After being denied entry to Thailand, Myanmar beauty queen who criticized junta granted asylum in Canada

(L) Han Lay speaking at Miss Grand International 2021 Screenshot: Miss Grand International. (R) Photo: @hann_may/Instagram
(L) Han Lay speaking at Miss Grand International 2021 Screenshot: Miss Grand International. (R) Photo: @hann_may/Instagram

Han Lay, the 2020 winner of the Miss Grand Myanmar contest who used her platform to denounce the military junta, has been granted asylum in Canada and flew there yesterday from Thailand, where she had been stuck in legal limbo since last week after she was denied entry into the country.

The 23-year-old model, who was among the finalists in the Miss Grand International competition that took place in Thailand in March 2021, used her time in the pageant’s spotlight to talk about the brutality of the junta that had recently taken over her country and call for international assistance for her people. She praised the bravery of those protesting the regime but spoke of the “indescribable sadness and sorrow” she and everybody in Myanmar felt, breaking down in tears at one point. 

After the competition was over, Han Lay decided to stay in Thailand rather than return to Myanmar and risk retaliation by the junta. She reportedly resided there until last week, when she was denied reentry to the country after a trip to Vietnam.

Han Lay told Thai PBS that she was refused entry by immigration officials due to a problem with her passport and because her name was on Interpol’s red list after the junta informed the international law enforcement agency that her passport had gone missing in Vietnam.

Although she reportedly wished to stay in Thailand, Han Lay began seeking asylum status in other countries. Thai authorities told the Bangkok Post that she had been granted asylum in Canada and left the country on a flight to Toronto yesterday.

In a statement, Human Rights Watch’s deputy Asia director Phil Robertson said that Han Lay “… was the victim of a deliberate political act by the junta to make her stateless when she flew back from Vietnam to Thailand last week.

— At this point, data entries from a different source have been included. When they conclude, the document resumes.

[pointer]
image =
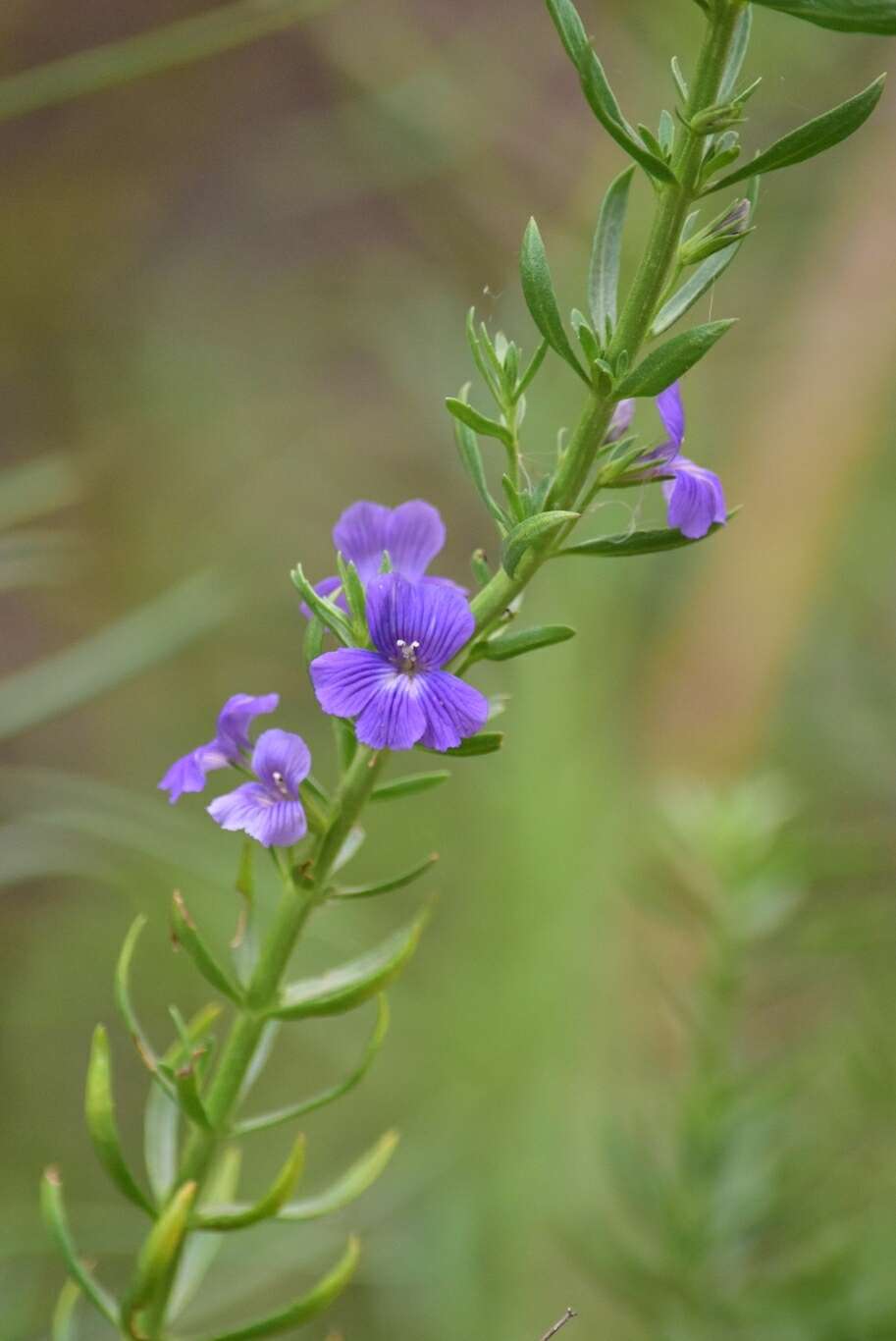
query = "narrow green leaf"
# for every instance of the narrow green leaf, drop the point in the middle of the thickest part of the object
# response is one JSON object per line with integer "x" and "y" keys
{"x": 671, "y": 361}
{"x": 737, "y": 54}
{"x": 476, "y": 421}
{"x": 628, "y": 545}
{"x": 54, "y": 1213}
{"x": 530, "y": 532}
{"x": 322, "y": 607}
{"x": 354, "y": 596}
{"x": 302, "y": 1311}
{"x": 876, "y": 17}
{"x": 703, "y": 277}
{"x": 384, "y": 886}
{"x": 485, "y": 742}
{"x": 123, "y": 999}
{"x": 158, "y": 1253}
{"x": 188, "y": 1096}
{"x": 185, "y": 934}
{"x": 353, "y": 1183}
{"x": 332, "y": 1093}
{"x": 813, "y": 138}
{"x": 472, "y": 462}
{"x": 200, "y": 1249}
{"x": 313, "y": 642}
{"x": 538, "y": 292}
{"x": 344, "y": 988}
{"x": 222, "y": 1219}
{"x": 527, "y": 640}
{"x": 409, "y": 786}
{"x": 63, "y": 1315}
{"x": 99, "y": 1110}
{"x": 536, "y": 362}
{"x": 163, "y": 1112}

All these polite, diplomatic mentions about a so-called “issue” with her passport cannot hide the fact her passport was fine to leave Thailand, and to enter and exit Vietnam, before she encountered a problem seeking to re-enter Thailand at Suvarnabhumi Airport.”

“There is no doubt that what transpired was a trap to try to force Han Lay to return to Myanmar, where she would have faced immediate arrest, likely abuse in detention, and imprisonment.”

“Fortunately, she got good advice to stay put at the airport, and wait for the kind of protection she needed. This was a victory for rights, and refugee protection,” he added.